On his father's farm Alberti Baker spent his boyhood and youth, gaining his education in the public schools of the county. At the age of eighteen he became a teacher and during the nine terms that he presided over the schoolroom rose to the position of principal at Lexington and at Prattsville, Greene county. Mr. Baker's ambitions were not in the educational field and he began reading law in the office of Krum & Grant of Schoharie at the age of twenty. For some time he alternated his teaching with his legal study and on December of 1893 he was admitted to practice before the bar of New York state. The young attorney commenced the active practice of his profession in Greene county, at Oak Hill and Coxsackie, remaining in those two places for twelve years. Desirous of securing a wider field of opportunity, he came to Schoharie in 1906 to open the office he has maintained here ever since. In November of 1923 Mr. Baker was elected district attorney for the county for the term of three years and is now filling that office.
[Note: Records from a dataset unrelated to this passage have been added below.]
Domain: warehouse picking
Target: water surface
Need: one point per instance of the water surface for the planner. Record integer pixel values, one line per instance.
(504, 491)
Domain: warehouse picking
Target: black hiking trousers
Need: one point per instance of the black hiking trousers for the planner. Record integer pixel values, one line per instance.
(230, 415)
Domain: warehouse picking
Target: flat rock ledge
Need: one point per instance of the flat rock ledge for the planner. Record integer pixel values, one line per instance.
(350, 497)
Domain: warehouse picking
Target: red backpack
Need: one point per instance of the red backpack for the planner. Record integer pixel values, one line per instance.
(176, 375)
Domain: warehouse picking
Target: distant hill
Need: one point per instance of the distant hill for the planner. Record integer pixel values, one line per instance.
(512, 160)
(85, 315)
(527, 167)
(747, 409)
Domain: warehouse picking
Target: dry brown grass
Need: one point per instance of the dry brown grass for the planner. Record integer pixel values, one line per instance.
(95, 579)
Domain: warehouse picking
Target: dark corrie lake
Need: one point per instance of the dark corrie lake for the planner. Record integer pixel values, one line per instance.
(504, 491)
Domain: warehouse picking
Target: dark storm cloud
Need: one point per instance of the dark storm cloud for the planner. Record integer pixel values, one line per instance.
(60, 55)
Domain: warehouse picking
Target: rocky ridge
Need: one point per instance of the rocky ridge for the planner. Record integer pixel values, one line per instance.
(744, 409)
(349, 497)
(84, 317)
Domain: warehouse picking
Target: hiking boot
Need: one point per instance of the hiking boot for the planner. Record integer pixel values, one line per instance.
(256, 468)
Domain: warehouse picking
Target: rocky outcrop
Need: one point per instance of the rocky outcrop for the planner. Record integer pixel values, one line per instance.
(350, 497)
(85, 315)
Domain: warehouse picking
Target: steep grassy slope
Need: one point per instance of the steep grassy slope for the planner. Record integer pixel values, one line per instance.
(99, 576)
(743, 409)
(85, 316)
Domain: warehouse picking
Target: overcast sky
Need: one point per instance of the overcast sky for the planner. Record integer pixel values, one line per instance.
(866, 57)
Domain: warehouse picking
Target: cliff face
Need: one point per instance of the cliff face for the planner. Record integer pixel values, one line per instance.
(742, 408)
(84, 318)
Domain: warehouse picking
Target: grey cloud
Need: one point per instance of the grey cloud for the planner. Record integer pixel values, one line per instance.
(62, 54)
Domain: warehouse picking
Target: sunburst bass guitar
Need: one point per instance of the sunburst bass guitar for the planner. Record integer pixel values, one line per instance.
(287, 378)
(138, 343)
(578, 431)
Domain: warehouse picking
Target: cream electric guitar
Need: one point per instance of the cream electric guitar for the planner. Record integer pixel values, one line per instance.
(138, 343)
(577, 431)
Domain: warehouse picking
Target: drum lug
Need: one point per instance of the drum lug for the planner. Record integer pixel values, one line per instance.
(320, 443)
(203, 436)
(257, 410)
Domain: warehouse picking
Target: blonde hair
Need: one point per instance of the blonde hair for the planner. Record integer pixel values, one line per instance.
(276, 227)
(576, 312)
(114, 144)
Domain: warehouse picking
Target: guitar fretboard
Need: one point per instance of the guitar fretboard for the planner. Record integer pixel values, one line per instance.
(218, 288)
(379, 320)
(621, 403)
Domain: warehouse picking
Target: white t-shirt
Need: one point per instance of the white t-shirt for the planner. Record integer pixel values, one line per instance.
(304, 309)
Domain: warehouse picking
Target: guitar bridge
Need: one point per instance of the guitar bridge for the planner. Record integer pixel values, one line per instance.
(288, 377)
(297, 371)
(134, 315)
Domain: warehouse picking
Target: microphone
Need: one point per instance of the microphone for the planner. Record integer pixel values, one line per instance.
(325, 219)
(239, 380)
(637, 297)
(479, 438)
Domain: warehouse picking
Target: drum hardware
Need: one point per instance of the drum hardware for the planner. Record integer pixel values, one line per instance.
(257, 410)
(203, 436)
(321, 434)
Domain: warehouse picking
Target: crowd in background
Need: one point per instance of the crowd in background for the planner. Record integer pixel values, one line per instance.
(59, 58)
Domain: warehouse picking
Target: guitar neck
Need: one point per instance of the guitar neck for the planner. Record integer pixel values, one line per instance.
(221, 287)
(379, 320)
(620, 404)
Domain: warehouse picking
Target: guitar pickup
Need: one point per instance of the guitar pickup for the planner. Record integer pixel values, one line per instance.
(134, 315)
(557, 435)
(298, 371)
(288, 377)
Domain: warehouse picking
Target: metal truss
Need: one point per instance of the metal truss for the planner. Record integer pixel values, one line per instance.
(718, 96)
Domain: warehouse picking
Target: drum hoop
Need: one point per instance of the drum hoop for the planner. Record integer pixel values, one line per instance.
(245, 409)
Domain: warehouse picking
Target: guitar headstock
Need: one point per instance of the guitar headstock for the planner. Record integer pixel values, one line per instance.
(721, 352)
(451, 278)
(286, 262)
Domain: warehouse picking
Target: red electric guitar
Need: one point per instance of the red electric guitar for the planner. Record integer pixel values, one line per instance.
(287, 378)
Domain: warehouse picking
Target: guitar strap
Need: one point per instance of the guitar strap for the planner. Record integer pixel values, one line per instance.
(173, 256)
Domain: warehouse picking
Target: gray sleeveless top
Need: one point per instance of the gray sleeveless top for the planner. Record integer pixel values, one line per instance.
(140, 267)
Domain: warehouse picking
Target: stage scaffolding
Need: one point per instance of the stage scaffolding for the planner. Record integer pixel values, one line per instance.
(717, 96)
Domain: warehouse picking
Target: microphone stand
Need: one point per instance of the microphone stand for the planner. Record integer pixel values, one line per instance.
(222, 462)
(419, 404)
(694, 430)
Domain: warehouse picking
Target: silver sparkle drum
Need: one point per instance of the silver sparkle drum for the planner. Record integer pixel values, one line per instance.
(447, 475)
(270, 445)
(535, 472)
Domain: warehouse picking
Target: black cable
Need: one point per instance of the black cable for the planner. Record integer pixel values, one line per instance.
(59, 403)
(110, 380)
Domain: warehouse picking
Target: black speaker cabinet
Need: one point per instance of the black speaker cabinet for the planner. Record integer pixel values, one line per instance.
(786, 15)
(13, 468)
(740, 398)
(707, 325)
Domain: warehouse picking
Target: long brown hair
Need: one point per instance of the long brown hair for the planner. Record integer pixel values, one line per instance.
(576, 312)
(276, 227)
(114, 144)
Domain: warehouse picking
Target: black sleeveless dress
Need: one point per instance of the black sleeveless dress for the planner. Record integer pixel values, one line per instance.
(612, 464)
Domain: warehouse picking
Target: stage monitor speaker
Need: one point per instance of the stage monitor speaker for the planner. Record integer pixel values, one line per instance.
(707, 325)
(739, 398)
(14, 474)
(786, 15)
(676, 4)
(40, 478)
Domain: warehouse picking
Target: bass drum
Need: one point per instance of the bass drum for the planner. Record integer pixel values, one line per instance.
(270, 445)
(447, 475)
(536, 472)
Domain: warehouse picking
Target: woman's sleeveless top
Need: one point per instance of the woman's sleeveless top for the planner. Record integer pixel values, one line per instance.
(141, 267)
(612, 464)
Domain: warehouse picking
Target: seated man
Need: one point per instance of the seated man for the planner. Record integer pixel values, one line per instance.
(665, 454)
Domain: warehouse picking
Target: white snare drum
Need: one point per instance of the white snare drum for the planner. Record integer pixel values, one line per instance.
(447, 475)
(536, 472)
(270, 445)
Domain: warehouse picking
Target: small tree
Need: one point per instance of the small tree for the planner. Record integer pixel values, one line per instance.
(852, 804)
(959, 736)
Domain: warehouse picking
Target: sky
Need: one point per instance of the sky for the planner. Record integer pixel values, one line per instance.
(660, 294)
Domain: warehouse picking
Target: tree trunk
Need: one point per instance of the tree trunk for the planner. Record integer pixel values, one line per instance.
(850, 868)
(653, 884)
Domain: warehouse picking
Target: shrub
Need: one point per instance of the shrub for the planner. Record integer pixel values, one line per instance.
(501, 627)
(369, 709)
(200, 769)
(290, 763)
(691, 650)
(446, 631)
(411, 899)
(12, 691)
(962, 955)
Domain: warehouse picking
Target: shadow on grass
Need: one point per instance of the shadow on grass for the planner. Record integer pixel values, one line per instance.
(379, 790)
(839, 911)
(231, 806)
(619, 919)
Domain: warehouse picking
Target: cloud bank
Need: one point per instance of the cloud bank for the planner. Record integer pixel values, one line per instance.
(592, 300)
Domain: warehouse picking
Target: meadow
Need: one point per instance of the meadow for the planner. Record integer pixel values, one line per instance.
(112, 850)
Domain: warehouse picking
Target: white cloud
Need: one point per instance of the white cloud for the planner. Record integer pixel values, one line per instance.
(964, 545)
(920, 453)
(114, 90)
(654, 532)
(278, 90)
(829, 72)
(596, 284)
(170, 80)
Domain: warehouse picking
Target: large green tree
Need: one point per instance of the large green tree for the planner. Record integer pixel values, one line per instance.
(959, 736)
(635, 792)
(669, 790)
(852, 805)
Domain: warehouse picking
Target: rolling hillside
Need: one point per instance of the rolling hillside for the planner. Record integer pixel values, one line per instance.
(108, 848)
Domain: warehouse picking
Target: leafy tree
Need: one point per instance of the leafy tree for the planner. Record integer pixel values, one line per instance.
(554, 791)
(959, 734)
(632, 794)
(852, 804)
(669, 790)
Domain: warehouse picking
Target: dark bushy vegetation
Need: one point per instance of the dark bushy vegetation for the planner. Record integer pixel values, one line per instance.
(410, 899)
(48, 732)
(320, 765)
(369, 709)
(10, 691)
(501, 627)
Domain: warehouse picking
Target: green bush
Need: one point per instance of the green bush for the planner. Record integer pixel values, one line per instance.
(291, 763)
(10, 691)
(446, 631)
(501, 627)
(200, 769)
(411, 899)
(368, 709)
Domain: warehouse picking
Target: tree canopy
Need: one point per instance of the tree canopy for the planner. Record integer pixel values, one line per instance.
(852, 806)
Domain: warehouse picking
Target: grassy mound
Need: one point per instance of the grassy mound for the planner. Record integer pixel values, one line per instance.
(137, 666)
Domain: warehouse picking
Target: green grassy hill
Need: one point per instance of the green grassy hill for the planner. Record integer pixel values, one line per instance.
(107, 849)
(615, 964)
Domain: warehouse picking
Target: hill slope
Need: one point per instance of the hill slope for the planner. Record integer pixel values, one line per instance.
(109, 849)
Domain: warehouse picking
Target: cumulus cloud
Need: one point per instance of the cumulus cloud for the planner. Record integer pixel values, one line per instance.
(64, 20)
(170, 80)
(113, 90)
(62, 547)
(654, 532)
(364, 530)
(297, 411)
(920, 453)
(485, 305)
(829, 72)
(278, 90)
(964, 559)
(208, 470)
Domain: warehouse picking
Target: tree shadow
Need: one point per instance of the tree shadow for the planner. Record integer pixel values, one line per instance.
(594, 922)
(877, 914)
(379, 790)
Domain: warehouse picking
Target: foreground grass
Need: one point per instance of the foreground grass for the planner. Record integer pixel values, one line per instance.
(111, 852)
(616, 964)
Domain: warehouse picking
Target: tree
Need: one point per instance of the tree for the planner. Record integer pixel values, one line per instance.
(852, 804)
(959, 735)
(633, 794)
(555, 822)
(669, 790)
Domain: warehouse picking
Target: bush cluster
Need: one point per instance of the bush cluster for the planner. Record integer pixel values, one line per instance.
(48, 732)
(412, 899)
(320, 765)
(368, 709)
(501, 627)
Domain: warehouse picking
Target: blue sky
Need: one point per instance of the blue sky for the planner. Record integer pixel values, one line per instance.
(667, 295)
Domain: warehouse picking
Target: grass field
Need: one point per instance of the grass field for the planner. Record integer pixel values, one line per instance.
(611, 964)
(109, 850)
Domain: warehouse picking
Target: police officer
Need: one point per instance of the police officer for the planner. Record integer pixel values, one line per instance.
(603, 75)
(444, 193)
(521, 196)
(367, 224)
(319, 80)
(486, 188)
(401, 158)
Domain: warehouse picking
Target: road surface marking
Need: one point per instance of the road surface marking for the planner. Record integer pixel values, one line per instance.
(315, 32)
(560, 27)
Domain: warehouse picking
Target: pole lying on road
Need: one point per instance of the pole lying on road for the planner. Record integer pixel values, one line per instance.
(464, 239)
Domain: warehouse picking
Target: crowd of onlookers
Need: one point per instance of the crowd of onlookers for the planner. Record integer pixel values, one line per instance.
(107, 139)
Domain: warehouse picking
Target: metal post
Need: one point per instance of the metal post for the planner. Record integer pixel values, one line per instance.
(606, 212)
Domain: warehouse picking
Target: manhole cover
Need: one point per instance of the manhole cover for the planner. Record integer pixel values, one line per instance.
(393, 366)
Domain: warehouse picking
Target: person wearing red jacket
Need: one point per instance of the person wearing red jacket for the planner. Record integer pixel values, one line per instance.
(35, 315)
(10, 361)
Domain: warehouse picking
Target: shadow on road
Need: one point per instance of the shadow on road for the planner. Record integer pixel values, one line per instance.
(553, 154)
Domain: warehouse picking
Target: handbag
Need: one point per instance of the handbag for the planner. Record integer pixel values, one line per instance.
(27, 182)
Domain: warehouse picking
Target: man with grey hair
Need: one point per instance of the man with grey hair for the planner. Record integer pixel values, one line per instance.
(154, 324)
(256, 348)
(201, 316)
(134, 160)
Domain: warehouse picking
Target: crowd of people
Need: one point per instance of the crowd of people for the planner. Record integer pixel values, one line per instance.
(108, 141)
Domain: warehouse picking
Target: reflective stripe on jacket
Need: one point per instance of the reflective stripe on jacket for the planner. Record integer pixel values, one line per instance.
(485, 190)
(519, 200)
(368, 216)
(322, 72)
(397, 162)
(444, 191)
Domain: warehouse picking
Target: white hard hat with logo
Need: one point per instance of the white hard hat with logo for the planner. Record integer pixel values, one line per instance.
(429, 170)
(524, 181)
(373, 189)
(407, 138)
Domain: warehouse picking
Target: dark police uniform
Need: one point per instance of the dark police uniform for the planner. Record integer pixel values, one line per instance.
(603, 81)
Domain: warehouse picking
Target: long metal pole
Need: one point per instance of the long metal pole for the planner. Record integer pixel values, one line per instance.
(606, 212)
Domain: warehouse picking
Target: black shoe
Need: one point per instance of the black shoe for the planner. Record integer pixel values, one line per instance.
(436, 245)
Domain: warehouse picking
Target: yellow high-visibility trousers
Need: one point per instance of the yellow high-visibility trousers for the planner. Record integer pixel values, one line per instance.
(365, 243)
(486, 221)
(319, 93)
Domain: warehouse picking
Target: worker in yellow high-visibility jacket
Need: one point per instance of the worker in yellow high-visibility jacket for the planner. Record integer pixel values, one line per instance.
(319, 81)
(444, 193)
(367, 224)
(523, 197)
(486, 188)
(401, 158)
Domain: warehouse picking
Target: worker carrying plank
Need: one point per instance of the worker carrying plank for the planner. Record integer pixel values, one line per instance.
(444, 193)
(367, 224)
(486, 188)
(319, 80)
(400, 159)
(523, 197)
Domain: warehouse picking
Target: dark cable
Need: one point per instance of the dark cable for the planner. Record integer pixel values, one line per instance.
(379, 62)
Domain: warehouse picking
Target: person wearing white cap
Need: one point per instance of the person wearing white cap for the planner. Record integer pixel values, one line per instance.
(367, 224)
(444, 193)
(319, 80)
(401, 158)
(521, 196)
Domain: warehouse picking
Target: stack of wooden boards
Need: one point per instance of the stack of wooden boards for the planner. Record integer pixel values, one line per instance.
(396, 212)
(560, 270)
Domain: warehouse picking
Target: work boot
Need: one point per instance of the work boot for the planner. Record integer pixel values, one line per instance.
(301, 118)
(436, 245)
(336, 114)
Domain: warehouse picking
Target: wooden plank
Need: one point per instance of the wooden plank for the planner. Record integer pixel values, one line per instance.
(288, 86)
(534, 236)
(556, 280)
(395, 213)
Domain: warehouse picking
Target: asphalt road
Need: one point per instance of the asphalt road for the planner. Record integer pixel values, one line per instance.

On the 22d of October, 1896, Mr. Baker was united in marriage to Miss Nona Vroman, daughter of Byron O. and Minerva (Ellarson) Vroman, natives of this county. Through her mother's family Mrs. Baker is directly descended from David Ellarson of Revolutionary fame, while the Vromans are numbered among the old families of this section who date back to the pre-Revolutionary days. Mrs. Baker is a member of the Daughters of the American Revolution and librarian of the local chapter. Her father was a wagon maker by trade, but in middle life he gave up his trade and spent the rest of his days in agricultural pursuits. He died in March, 1911, after having survived his wife for thirty years, as she passed away in March, 1881. The Bakers have three children: Harold V., born December 27, 1897, who is a lawyer by profession; Gladys M., born May 7, 1902; and Richard Cleveland, born September 23, 1903. The older son is a graduate of the Albany Law School and was admitted to the bar in 1919. He is now employed in Albany in the legal department of the Hartford Indemnity Company. The younger son is a junior at Harvard, where he is taking a course leading to the A. B. degree. He is a graduate of the Schoharie high school and the Albany Boys Academy. Miss Baker is a graduate of the local high school and now holds a position in the library of the General Electric Company at Schenectady.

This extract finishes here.